Measures taken to exclude independent candidates from upcoming Moscow city legislature election were met with protests. In response, the government unleashed a crackdown which has now transformed into witch-hunting of protesters. In a new low of harassment on Moscow’s protests, police are taking away citizens who are suspected to have participated in the protests from homes. This measure has affected Ilya Azar, a journalist who was one of those who led the protests. Human Rights Watch has the story by Tanya Lokshina.
Last night, at around 9 p.m., Ilya Azar – a journalist and one of the leaders of the recent Moscow protests – put his toddler to bed and went out to the stairway for a cigarette. Three police officers arrived suddenly to detain him. Azar, wearing sweats and slippers, told the police his 22-month-old daughter was in the apartment and asked to wait for his wife to get home. The officers consulted their superiors by phone, and then told him they had to leave immediately. Azar called his wife, Ekaterina Kuznetsova, explained the situation, and, despite pleading with the police to wait, was taken away. Kuznetsova arrived about 30 minutes later, at wits’ end, to find “the apartment unlocked and the child sleeping peacefully … all alone.”

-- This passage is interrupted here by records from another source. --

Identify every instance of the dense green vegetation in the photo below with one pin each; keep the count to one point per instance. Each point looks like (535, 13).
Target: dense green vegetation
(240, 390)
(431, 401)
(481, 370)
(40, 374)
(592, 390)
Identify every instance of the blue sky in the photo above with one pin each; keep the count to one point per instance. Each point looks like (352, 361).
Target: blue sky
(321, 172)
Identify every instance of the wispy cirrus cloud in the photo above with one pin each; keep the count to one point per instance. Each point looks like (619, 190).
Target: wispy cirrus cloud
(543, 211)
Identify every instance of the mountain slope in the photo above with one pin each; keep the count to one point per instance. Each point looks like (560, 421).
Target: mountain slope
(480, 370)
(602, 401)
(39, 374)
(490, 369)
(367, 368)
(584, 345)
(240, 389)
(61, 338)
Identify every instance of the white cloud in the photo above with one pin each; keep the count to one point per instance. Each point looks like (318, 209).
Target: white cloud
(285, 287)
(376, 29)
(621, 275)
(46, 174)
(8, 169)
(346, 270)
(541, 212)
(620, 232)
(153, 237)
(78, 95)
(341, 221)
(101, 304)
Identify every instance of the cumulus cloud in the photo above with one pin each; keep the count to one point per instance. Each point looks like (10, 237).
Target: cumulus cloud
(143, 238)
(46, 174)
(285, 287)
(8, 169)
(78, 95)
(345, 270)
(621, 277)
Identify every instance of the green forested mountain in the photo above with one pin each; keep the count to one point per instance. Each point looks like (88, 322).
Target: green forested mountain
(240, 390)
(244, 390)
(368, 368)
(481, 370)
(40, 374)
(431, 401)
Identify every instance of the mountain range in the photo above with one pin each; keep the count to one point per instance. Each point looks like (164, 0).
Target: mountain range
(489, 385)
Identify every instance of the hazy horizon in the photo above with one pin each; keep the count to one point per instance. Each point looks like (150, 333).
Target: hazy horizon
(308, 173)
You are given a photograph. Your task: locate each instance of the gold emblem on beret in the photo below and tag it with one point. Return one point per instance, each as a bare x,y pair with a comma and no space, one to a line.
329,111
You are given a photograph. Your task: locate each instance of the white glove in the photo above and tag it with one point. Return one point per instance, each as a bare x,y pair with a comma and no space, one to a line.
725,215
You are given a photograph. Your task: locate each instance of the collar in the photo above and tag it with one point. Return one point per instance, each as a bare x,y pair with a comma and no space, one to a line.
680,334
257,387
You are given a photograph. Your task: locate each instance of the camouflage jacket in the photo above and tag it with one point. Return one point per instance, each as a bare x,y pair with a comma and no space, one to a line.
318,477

The recent protests were triggered by the exclusion of independent candidates from the city legislature elections on September 8. To stifle the protests, the government launched a broad crackdown, with tactics ranging from detaining staggering numbers of peaceful protesters and bystanders, some brutally, to opening major criminal investigations, including on far-fetched mass rioting allegations, and carrying out searches and interrogations of the excluded candidates and their most active supporters and slapping them with repeated temporary arrest.
The case of Azar and his family is a new low in this litany of harassment.
As a wave of indignation erupted on social media and dozens of journalists rushed to the police station where Azar was held, the authorities changed course and released him just past midnight, pending a court hearing on charges of repeatedly violating the regulations on public gatherings. This administrative offense can land Azar in jail for up to 30 days but can’t justify the late-night rush to detain him.